I giudici del Tribunale del Riesame nella sentenza di accoglienza del ricorso della difesa: “Orbene gli elementi emersi dal cellulare dell’imputata consentono innanzitutto di affermare che la Qaderi (Marjan Jamali Qaderi n.d.r.) aveva intrapreso il viaggio come migrante per recarsi prima dall’Iran alla Turchia e poi in Europa, unitamente al figlio minore, nella prospettiva di una vita migliore. La stessa non risulta avere alcun ruolo all’interno dell’organizzazione criminale dedita alla programmazione e realizzazione di tali viaggi…”. “La condizione di migrante emergeva anche dalle comunicazioni avvenute una decina di giorni prima della partenza…” “Ciò posto, a parere di questo Collegio, dagli elementi sinora disaminati risulta innanzitutto dimostrato che la Qaderi, prima di intraprendere la traversata in mare, non facesse parte dell’organizzazione criminale che programmava tali viaggi…”. “Infatti, dalle dichiarazioni acquisite in contraddittorio è emerso che la Qaderi avrebbe effettuato anche la traversata in mare in condizioni analoghe a quelle degli altri passeggeri….”.

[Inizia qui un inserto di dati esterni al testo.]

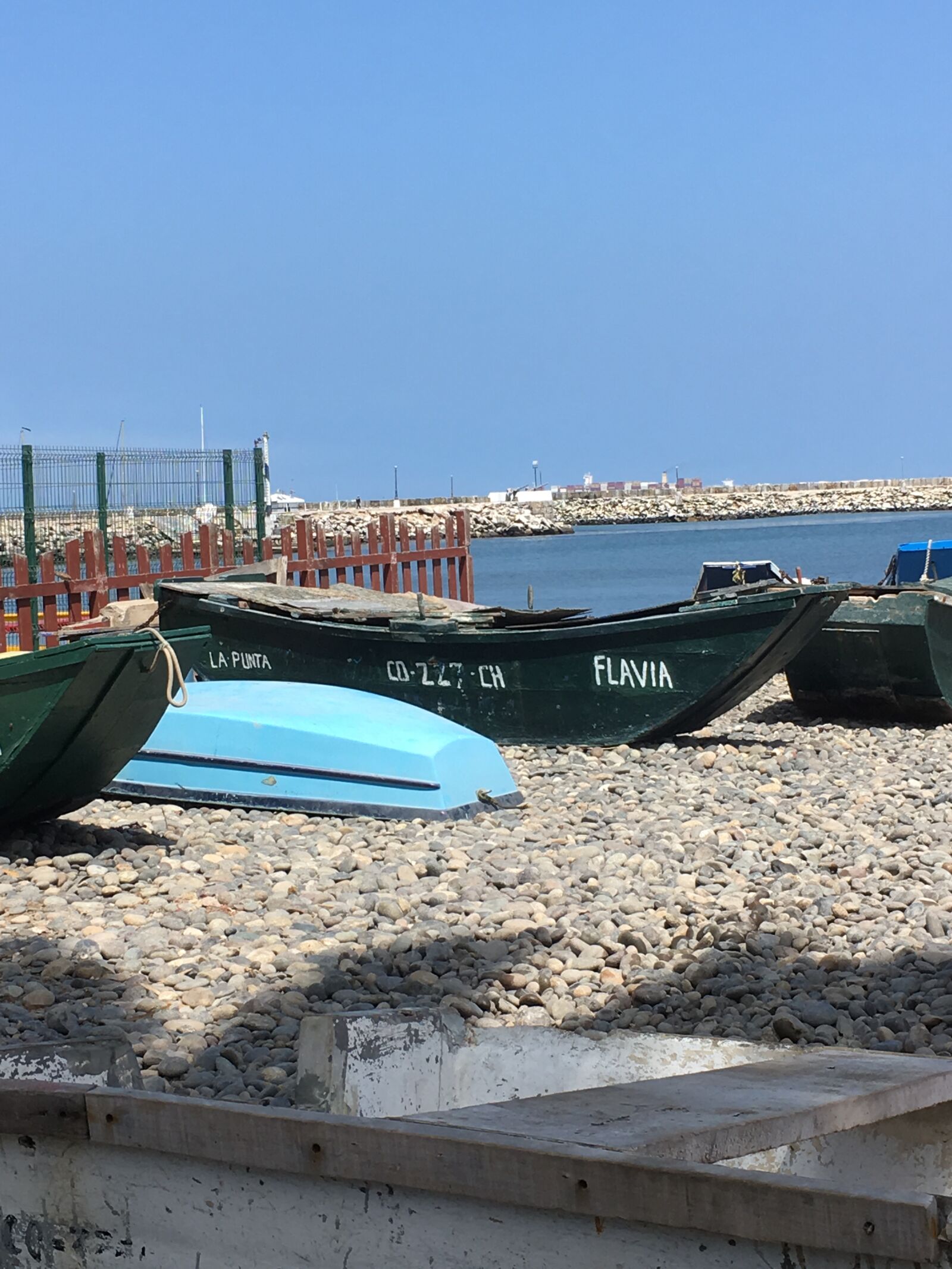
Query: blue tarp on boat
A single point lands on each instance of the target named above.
(923, 561)
(721, 574)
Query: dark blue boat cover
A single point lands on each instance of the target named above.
(923, 561)
(718, 575)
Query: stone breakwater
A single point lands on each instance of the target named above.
(563, 516)
(769, 877)
(747, 504)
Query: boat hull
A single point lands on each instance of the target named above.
(71, 716)
(320, 750)
(882, 657)
(632, 678)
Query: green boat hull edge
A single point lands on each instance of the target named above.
(73, 716)
(596, 682)
(887, 657)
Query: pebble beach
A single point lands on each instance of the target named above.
(771, 879)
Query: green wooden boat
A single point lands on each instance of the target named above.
(73, 716)
(519, 678)
(887, 653)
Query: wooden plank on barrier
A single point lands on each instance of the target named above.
(374, 549)
(422, 585)
(356, 554)
(205, 549)
(51, 617)
(144, 565)
(387, 564)
(452, 575)
(406, 581)
(188, 551)
(121, 562)
(464, 537)
(392, 583)
(436, 545)
(74, 569)
(521, 1171)
(320, 550)
(305, 554)
(24, 622)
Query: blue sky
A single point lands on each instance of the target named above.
(459, 236)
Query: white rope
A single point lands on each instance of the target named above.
(928, 561)
(173, 669)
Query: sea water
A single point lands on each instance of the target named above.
(617, 568)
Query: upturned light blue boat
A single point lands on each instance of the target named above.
(321, 750)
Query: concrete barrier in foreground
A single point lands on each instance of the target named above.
(826, 1160)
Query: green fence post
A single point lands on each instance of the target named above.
(259, 500)
(227, 471)
(30, 532)
(103, 503)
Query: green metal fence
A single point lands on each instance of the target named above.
(49, 495)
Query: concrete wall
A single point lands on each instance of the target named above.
(399, 1063)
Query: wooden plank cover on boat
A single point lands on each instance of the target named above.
(722, 1114)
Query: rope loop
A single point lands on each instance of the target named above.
(176, 681)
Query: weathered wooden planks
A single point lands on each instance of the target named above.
(722, 1114)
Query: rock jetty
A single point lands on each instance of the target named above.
(772, 879)
(563, 516)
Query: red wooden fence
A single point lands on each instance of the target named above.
(386, 561)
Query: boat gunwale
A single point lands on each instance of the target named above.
(684, 615)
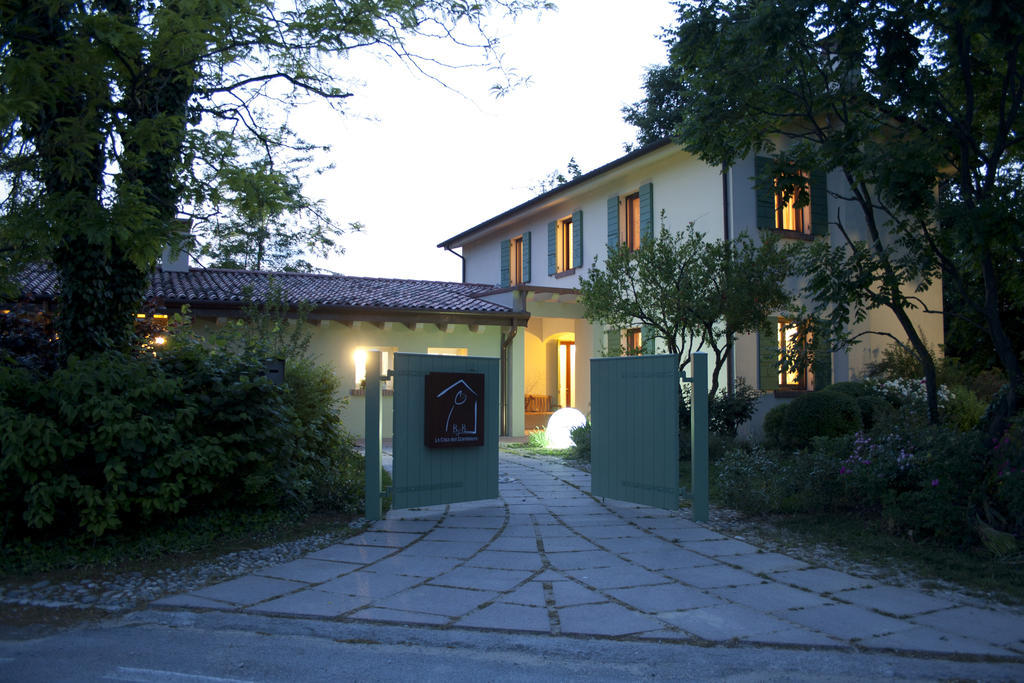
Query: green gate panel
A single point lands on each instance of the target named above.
(437, 475)
(635, 429)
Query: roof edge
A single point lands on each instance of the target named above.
(458, 240)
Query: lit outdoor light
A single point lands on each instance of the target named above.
(560, 424)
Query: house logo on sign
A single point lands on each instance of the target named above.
(455, 410)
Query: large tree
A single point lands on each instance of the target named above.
(692, 293)
(112, 110)
(916, 103)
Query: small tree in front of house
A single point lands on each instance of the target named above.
(691, 293)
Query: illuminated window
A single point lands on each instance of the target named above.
(446, 350)
(634, 341)
(631, 225)
(788, 217)
(387, 363)
(515, 262)
(795, 378)
(563, 254)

Per Marjan finalmente ieri, giustizia è stata fatta. L’impianto accusatorio era basato sul nulla, quelle stesse prove che ha portato in aula la difesa avrebbero dovute cercarle e trovarle gli inquirenti e non l’hanno fatto. A Marjan tutto ciò è costato 500 giorni di detenzione (dal 27 ottobre 2023 al 31 maggio 2024 in carcere, dal 31 maggio 2024 al 27 marzo 2025 ai domiciliari), incluso un mese nell’ex manicomio criminale di Barcellona Pozzo di Gotto dove non poteva nemmeno vedere suo figlio che comunque non ha potuto vedere mai dal giorno dello sbarco, il 27 ottobre 2023 fino al febbraio 2024. Mettetevi nei panni di un bambino di otto anni che arriva in Italia da Teheran dopo una traversata stipato in una barca con altre 105 persone, vede arrestata la madre allo sbarco senza sapere perché, non ha nessuno in Italia, viene affidato a una famiglia nell’attesa e non la rivede per mesi. Per lui e Marjan l’incubo è finito. Per Amir Babai no.